山田風太郎『人間臨終図巻 I・II・III』徳間文庫 2001年

 古今東西の著名人約900人の「臨終」の有り様を集めた異色作です。古くはソクラテス孔子などから,新しくは現代の政治家,文化人まで。若きは15歳で火刑となった八百屋お七から,老いは『ギネス・ブック』にも載った126歳の泉重千代まで(もっとも泉重千代の年齢には疑問もあるそうですが)。とにかくさまざまな人々の臨終の様が,「死亡時の年齢」ごとにまとめられ配列されています。

 そう,この「死亡時の年齢」という「基準」が,本書の最大の特色になっているといえましょう。「同じ死亡時の年齢」で集められた人々のまとまりは,一種,不可思議な印象を与えます。たとえば「七十三歳で死んだ人々」(III巻)には,「山上憶良」「カザノヴァ」「伊能忠敬」「グリム・弟」「ダーウィン」「清水次郎長」「川端康成」「児玉誉士夫」らが並ぶといった具合です。彼らが生きた時代や環境,業績や生き様はいっさい捨象されていまます。このような配列は,ちょうど,それぞれの言葉がその本来の脈絡から切り離され,「音」によって配列される「辞典」の編集の仕方によく似ています。辞典において言葉が「音」によって平等化されているように,本書に収められた人々は「死」によって平等化されていると言えましょう。もちろん時代や地域によって平均寿命は違うにしろ,ここで示されるの「死の前の平等」「何者も死からは逃れられない」という厳然たる事実です。
 しかしその一方,このような配列は,「死の前の平等」とともに「死に方の不公平さ」を示すことにもなっています。ある者は穏やかで苦しみのない死を迎え,またある者は病の苦痛に苛まれながら死ぬ,あるいはテロリストによって突然の不本意な死を迎える者もいれば,いろいろな事情からみずから死を選ぶ者もいます。栄光の頂で死ぬ者と凋落の果てに死ぬ者とがいます。「同じ年齢」で死んだとしても,その「死に方」は百人百様です。
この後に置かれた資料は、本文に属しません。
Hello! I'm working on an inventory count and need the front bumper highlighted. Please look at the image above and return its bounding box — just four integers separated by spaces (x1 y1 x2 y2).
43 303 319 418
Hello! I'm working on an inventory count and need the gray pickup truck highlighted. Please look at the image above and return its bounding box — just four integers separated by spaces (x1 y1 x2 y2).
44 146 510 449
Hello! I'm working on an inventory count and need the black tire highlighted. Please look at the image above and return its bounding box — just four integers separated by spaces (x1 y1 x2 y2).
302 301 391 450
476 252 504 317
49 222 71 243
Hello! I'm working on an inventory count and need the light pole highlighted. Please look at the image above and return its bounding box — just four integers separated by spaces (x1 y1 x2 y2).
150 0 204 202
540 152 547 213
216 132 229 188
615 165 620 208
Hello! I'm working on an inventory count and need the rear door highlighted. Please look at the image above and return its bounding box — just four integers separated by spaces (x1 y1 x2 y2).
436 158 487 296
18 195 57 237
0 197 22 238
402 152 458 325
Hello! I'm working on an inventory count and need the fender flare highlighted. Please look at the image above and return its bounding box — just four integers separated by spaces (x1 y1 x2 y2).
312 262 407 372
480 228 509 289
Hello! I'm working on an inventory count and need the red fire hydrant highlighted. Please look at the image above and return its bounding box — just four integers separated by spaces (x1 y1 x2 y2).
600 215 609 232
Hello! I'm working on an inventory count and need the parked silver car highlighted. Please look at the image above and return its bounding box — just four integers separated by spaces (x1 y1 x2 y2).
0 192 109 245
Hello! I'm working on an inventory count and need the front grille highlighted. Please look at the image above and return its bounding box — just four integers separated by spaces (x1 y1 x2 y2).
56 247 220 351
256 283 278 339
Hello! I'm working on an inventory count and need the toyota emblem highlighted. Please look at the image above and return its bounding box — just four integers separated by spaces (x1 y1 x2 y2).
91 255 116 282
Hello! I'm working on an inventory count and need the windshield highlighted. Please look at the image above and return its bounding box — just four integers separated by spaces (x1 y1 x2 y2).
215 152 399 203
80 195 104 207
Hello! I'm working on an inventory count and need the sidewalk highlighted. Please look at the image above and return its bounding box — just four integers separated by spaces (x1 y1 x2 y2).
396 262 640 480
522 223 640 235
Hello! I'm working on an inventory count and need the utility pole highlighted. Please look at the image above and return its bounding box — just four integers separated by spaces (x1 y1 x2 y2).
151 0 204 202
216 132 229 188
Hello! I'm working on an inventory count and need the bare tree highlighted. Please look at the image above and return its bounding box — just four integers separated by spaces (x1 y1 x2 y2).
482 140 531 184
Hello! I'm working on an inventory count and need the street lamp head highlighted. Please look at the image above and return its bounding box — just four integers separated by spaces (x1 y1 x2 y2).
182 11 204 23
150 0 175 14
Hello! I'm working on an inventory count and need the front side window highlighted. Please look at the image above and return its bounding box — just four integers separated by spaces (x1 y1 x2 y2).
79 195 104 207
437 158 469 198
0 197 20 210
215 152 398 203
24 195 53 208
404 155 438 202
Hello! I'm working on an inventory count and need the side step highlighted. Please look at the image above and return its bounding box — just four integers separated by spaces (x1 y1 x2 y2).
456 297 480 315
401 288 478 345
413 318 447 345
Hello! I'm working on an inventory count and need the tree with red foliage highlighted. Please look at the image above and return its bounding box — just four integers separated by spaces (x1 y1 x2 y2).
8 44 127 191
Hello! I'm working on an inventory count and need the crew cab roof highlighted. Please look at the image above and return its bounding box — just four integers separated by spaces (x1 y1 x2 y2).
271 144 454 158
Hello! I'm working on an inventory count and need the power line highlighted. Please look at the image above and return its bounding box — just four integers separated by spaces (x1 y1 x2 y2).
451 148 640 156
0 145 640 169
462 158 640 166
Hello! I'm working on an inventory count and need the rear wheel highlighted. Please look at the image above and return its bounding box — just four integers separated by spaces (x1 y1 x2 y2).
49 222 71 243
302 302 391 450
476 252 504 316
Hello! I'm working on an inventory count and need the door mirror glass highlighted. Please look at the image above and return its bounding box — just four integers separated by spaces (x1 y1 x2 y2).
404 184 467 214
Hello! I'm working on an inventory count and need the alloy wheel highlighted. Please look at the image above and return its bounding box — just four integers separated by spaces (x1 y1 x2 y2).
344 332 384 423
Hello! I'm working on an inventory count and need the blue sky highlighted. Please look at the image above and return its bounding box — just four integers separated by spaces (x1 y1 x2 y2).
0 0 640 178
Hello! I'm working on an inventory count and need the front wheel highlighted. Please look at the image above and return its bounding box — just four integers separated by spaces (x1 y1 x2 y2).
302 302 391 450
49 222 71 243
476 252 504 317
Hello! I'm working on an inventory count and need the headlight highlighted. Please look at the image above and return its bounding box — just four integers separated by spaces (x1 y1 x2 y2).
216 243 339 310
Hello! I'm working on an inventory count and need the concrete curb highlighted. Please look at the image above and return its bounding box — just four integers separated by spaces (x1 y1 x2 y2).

 その「死に方の不公平さ」は,さらに,「自分の死は他の誰にも代わることができない」というもうひとつの真実を示します。たとえば山口二矢浅沼稲次郎。昭和35年,講演中の社会党委員長・浅沼は,山口によって刺殺されます。山口は逮捕後,少年鑑別所で縊死を遂げます。この,端から見れば「一連の死」とみなされるであろう「ふたりの死」は,しかし,本書ではそれぞれ「十代で死んだ人々」(山口)と,「六十二歳で死んだ人々」(浅沼)とに分断されます。たとえ「一連の死」であったとしても,山口は山口の,浅沼は浅沼の「自分の死」を死んでいったことが鮮やかに描き出されています。
 さらに「死亡時の年齢」順に配された本書は,読者にひとつの読み方を強います。それは読者が,みずからの年齢と,書中に収められた人々の死の年齢とを否応もなく意識せざるを得ないということです。自分より若い人の死,同年配の死,年寄りの死…言うまでもなく読む側の年齢はさまざまです。それゆえに本書は,読者に対しても「自分の読み方」,他者に代わることのできない読み方を求めていると言えましょう(もちろん本の「読み方」は人それぞれですが,本書の場合,その「当たり前のこと」がよりくっきりと浮かび上がるのではないでしょうか)。

 以上のことは本書の構成が産み出した特色ですが,各人の「臨終」の描き方,評し方には,この作者独特の,まさに「山風節」とも呼べるニヒリズムとシニカルさが十二分に現れています。とくに各章冒頭に付せられた,死をめぐるアフォリズム。それは他作家からの引用も含まれますが,作者自身の言葉も数多く収められ,そこにはビアス『悪魔の辞典』を彷彿とさせる辛辣さと「黒い嗤い」が込められています(『悪魔の辞典』からの引用もあるのですが)。
 その中でも「九十五歳」に示された一文−「人間の死の記録を寝ころんで読む人間」は,その辛辣さにおいて最たるものでしょう。本と読者との間にある薄い「膜」−他人事としての「死」−が,突然切り裂かれ,作者の「刃」−「おまえも死ぬのだ」−が読者の首元に突きつけられたような衝撃をこの一語は持っています。

 世に「異色作」と喧伝される作品は多々ありますが,その中でも本書は異色作中の異色作と評せましょう。そして異色作でありながら傑作であるという希有な例ではないでしょうか。